A contented-looking woman sleeping in bed.

In honor of National Sleep Awareness Week (March 10-16, 2024), researchers across Mass General Brigham are sharing what they’d like people to know about the impact of sleep on our health.


“It is commonly known that getting more sleep is better for our general health and longevity. In recent work, we demonstrated that the regularity of one's sleep timing is as important as the duration of one's sleep in relation to our overall longevity. Having a regular sleep and wake time was associated with lower all-cause mortality, as well as cancer and cardiometabolic mortality.”

Angus C. Burns, PhD
Research Fellow
Division of Sleep and Circadian Disorders
Brigham and Women’s Hospital


“Chronic insomnia is now a recognized risk factor for the development of major depressive disorder (MDD) in adults, children and adolescents. It can worsen symptom severity and lead to poor treatment outcomes in patients with MDD. Our study has shown that deep transcranial magnetic stimulation (dTMS), a non-invasive brain stimulation treatment, can improve both insomnia and depression outcomes in adult patients who failed multiple medication trials for treatment of MDD. I think that brain stimulation therapies hold promise in treating insomnia in complex patients with difficult-to-treat depression, and more research is needed to advance such treatments.”

Amit Chopra, MBBS, DFAPA
Department of Psychiatry, Division of Sleep Medicine
Massachusetts General Hospital


“Sleep is central to human health and wellbeing. However, how long we sleep and how well we sleep is very often affected by diseases. Prioritizing sleep and following healthy sleep practices during illness can expedite recovery and lower pain sensitivity.”

Hassan S. Dashti, PhD, RD
Assistant Professor/Assistant Investigator
Department of Anesthesia Critical Care and Pain Medicine
Massachusetts General Hospital


“Sleep is one of the most important aspects of a child’s life. Sleep disruption is implicated in emotional, cognitive, and physical health problems for children and adolescents. Parents should speak with their child's pediatrician if there are concerns about sleep quality and its effects.”

Kevin Gipson, MD, MS
Pediatric Pulmonologist and Sleep Medicine Physician
Mass General for Children


Obstructive sleep apnea (OSA) can cause vague or atypical symptoms in women such as fatigue, anxiety/depression, or insomnia.
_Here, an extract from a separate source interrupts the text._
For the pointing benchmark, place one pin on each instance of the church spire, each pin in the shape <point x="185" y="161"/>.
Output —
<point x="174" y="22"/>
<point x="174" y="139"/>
These less specific symptoms can lead to a delay in sleep testing since many people may not recognize them as signs of OSA. Furthermore, home sleep apnea testing can be normal and/or underestimate OSA severity since sleep apnea events causing arousals, rather than drops in oxygen, will not be detected. A compressive sleep study in a sleep lab often will reveal more complete information.”

Phillip Huyett, MD
Director of Sleep Surgery
Mass Eye and Ear


Our research shows that you can't sleep ‘too much.’ If you are tired, you should sleep — especially if you didn't have enough sleep on a day when you go to work or school. If you are still tired after being in bed more than 8 hours — or if your bedpartner says you snore loudly, or stop breathing, or kick during sleep — please visit a sleep clinic for an evaluation.”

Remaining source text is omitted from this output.